YIDDISH ECOLOGIES: PROGRAM
FEBRUARY 16-17, 2025.
Panel times: 90 minutes each
SUNDAY – FRANKE INSTITUTE (REGENSTEIN LIBRARY)
Panel 1: 10:45-12:15pm
Lunch: 12:15-1:15pm
Panel 2: 1:15-2:45pm
3pm: Coffee
MONDAY – TEA ROOM, SOCIAL SCIENCES TEA ROOM
Panel 1: 9:15-10:45am
Panel 2: 11am-12:30pm
Lunch, 12:30-1pm
Panel 3: 1-2:30pm
3pm - Conclusion
SUNDAY PANELS
Opening Remarks.
Welcome, acknowledgements, announcements.
Panel 1: On Doikeyt And Postcolonialism
Moderator: AE Torres (Comparative Literature)
Madeleine Cohen, “Do’ikayt/Hereness between the human, the natural, and the built in the works of Moyshe Kulbak” (In-person)
Auden Finch, “Beyond the Speculative Borderlands: The Geo-Colonial Imaginaries of Lazar Borodulin’s Af Yener Zayt” (Zoom)

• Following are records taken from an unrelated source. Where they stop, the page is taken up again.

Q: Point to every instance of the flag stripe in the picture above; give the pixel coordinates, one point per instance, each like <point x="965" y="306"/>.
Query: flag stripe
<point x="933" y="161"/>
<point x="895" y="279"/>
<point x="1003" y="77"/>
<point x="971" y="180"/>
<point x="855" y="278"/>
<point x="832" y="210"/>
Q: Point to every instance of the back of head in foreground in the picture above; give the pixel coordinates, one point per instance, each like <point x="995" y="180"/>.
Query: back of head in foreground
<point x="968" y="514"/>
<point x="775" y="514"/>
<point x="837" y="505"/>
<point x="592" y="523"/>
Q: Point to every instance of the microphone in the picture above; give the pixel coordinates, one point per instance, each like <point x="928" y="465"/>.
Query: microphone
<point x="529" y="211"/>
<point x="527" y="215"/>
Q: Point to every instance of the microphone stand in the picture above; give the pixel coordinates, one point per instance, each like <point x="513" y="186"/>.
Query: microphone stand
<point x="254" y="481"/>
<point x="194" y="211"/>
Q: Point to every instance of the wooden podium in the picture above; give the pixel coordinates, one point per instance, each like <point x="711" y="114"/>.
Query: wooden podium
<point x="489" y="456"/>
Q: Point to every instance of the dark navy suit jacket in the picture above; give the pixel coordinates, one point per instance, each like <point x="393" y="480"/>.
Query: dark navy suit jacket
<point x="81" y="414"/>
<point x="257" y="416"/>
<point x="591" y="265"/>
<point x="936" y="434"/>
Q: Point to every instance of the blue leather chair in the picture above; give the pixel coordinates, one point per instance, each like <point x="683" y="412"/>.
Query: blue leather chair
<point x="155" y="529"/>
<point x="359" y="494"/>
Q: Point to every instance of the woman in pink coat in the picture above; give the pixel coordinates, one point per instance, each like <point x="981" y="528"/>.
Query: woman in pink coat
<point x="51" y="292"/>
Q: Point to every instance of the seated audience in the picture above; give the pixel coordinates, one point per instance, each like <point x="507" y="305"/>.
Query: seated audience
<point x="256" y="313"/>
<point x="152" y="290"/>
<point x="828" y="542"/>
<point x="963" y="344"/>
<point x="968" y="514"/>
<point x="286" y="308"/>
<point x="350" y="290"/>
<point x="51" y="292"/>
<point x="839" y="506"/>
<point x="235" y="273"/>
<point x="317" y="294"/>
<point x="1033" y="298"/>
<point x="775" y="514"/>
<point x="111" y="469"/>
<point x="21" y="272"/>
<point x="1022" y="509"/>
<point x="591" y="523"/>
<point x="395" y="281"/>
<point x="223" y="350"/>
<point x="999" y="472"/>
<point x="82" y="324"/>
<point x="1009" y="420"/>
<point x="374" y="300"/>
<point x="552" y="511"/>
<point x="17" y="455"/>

Eyshe Beirich, “Dead Stones, or Desolated Palestine” (In-person)
Panel 2: Ecological History
Moderator: Ken Moss Moderates (History)
Caleb Sher, “Between Shul and Swamp: Imagining Yiddish Nature Education with Avrom Golomb” (In-person)
Cecile E. Kuznitz, Building Doikeyt through Engagement with Nature: The Example of the Vilna “Cheap Houses” (In-person)

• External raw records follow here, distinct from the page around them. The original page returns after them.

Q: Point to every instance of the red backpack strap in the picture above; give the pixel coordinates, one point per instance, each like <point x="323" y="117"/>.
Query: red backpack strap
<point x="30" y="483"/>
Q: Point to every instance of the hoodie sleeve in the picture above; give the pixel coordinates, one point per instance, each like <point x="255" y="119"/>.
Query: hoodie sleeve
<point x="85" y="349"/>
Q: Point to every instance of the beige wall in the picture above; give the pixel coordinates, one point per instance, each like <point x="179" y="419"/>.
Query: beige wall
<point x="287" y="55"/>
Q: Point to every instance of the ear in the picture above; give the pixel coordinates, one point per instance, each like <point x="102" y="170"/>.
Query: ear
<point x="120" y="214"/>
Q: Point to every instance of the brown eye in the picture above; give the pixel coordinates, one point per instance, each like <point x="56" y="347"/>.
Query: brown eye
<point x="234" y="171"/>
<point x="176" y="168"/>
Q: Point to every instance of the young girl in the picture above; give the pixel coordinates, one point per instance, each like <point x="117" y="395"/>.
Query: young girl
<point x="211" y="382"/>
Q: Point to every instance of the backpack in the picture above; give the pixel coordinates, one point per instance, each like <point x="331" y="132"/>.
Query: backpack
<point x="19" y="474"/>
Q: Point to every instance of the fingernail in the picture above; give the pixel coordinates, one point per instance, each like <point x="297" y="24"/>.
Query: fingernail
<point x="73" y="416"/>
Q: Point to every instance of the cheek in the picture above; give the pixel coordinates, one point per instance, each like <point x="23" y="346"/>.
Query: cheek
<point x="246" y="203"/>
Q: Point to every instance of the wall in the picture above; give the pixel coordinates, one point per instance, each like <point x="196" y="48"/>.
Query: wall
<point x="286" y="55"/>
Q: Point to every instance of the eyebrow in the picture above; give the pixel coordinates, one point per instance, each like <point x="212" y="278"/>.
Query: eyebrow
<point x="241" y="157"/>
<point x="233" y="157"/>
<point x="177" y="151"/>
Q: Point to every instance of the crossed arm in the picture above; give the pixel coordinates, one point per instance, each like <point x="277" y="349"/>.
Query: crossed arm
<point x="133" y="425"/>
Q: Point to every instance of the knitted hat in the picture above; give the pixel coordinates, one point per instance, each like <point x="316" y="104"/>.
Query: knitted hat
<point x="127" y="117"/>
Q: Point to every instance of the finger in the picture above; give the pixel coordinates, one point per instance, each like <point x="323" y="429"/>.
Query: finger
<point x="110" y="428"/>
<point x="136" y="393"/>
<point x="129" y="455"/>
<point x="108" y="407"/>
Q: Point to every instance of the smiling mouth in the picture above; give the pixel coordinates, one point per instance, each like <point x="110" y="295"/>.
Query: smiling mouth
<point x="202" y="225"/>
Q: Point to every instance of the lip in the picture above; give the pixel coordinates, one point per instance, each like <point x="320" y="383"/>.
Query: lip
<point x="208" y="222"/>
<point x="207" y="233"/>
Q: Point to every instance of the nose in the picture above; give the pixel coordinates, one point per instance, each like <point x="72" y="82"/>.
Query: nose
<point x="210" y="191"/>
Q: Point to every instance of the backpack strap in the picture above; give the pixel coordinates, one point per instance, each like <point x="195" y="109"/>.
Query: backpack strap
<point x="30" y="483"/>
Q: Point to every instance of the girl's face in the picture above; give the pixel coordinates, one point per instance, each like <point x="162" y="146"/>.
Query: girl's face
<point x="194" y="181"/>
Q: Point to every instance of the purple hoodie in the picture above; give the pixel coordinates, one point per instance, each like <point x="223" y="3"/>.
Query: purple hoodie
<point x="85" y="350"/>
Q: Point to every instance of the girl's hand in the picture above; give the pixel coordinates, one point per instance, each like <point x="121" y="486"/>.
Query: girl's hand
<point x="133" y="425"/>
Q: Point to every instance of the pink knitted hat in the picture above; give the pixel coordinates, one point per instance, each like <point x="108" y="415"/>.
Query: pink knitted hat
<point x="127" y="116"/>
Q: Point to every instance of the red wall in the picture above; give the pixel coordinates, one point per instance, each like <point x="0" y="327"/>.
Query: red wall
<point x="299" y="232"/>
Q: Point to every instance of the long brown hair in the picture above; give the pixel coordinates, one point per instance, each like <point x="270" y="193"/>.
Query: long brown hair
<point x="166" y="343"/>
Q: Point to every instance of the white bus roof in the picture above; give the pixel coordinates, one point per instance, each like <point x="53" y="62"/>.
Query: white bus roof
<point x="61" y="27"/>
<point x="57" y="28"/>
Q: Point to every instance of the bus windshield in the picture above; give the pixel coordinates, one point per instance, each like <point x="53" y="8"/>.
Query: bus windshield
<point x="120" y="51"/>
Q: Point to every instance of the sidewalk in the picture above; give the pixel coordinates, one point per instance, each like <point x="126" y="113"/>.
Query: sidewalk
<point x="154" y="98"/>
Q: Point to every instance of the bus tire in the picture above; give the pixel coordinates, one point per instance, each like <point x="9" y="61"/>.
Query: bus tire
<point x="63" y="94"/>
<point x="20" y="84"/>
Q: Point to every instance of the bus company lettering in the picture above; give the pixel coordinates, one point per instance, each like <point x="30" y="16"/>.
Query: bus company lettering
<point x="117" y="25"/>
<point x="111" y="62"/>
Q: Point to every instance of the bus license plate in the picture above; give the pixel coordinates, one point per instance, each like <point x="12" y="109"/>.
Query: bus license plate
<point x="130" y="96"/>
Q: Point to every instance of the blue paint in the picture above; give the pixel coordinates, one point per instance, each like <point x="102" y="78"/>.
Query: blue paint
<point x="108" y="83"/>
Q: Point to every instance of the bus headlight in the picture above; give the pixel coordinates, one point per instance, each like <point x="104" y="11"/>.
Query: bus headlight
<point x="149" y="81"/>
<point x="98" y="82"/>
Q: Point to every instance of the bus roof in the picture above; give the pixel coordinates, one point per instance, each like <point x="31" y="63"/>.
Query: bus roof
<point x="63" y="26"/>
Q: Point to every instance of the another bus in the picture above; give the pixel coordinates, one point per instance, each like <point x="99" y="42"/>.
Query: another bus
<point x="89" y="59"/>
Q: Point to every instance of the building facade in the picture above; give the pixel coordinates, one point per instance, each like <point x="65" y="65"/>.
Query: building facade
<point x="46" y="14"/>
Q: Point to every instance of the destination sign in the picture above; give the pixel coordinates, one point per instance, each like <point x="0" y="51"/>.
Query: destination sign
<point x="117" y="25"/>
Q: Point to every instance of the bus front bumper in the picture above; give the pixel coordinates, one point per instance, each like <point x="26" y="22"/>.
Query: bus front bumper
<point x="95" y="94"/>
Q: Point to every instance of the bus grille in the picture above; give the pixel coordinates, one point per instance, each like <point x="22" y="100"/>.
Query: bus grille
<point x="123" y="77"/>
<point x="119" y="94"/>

Hannah Pollin-Galay, “Forced Outside of Nature: Yiddish Ecopoetry of the Holocaust” (Zoom)
MONDAY PANELS
Panel 1: Eco Feminism And Gender Studies
Moderator: Anne Moss (Slavic)
Hinde Ena Burstin, “Der ruder fun khvayles [The churning of the waves]: Nature motifs in Shifre Kholodenko’s poetic cycle on menstruation” (Zoom)

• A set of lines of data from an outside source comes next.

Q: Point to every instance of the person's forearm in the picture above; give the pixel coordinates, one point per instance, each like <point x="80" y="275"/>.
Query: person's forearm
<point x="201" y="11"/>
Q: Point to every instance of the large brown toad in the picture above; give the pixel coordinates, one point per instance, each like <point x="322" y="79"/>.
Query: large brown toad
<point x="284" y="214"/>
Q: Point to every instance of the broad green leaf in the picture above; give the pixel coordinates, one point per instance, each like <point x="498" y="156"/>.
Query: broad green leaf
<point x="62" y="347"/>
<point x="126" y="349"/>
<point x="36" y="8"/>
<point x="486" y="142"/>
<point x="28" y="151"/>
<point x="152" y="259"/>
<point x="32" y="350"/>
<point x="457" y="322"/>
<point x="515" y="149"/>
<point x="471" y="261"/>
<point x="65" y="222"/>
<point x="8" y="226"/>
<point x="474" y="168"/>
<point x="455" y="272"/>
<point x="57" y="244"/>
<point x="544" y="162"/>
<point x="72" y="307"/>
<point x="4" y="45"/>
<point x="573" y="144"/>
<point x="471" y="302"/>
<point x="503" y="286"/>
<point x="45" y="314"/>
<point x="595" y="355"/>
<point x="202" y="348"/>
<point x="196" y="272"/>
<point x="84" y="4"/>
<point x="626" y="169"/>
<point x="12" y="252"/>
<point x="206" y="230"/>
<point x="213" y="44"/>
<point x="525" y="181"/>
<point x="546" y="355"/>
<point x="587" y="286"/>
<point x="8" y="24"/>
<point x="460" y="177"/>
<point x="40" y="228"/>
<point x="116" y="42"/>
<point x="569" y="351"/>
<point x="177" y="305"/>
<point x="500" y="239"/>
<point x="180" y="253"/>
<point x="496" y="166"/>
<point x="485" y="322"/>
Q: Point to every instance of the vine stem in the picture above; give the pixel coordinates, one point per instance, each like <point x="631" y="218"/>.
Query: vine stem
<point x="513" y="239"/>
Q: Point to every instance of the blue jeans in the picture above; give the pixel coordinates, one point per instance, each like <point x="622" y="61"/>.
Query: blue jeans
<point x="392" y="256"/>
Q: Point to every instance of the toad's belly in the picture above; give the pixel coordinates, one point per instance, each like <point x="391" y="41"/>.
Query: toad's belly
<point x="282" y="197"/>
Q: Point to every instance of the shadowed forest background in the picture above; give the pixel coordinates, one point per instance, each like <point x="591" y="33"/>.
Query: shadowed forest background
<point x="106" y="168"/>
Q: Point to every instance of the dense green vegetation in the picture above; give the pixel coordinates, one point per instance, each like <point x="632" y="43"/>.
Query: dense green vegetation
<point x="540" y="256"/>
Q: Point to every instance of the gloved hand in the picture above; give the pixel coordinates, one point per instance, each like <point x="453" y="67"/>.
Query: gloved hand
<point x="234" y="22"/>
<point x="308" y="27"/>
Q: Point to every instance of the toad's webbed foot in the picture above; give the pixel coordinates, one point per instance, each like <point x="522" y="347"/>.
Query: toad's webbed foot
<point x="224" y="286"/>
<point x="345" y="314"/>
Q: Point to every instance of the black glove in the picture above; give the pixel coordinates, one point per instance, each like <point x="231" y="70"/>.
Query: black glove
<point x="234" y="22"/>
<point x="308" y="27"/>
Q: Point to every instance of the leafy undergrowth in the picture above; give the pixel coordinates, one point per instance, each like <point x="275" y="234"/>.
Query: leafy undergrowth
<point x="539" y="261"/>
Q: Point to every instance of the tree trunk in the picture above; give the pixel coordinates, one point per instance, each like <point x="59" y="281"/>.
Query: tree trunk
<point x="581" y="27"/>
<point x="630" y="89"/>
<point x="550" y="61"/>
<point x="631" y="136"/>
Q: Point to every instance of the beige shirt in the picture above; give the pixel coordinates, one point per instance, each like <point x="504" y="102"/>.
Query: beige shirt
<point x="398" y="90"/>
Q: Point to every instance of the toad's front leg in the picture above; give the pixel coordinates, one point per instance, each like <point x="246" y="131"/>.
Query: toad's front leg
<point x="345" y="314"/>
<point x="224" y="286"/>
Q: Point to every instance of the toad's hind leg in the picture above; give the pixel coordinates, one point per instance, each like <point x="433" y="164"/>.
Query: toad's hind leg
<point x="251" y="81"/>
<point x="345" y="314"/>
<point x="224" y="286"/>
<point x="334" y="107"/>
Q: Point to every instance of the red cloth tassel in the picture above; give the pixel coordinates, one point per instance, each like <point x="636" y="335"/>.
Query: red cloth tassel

Carolyn Beard, “Sorrow and the Samovar: Reading Gender and Landscape in Itzik Manger’s Ruth Cycle”(In-person)
Chana Toth-Sewell, ““Beehives and Birdsong: Animals, Landscape, and the Making of New Women in Alexandra Kollontai and Yente Serdatzky’s Fiction” (In-person)
Panel 2: Poetics Of Landscape
Moderator: Prof. Darya Tsymbalyuk (Slavic Dept)
Julia Koifman, “Landscapes of Exile: Deserts and Mountains in the Yiddish Poetry of Central Asia by Chaim Grade and Yitskhok Yanasovitsh” (In person)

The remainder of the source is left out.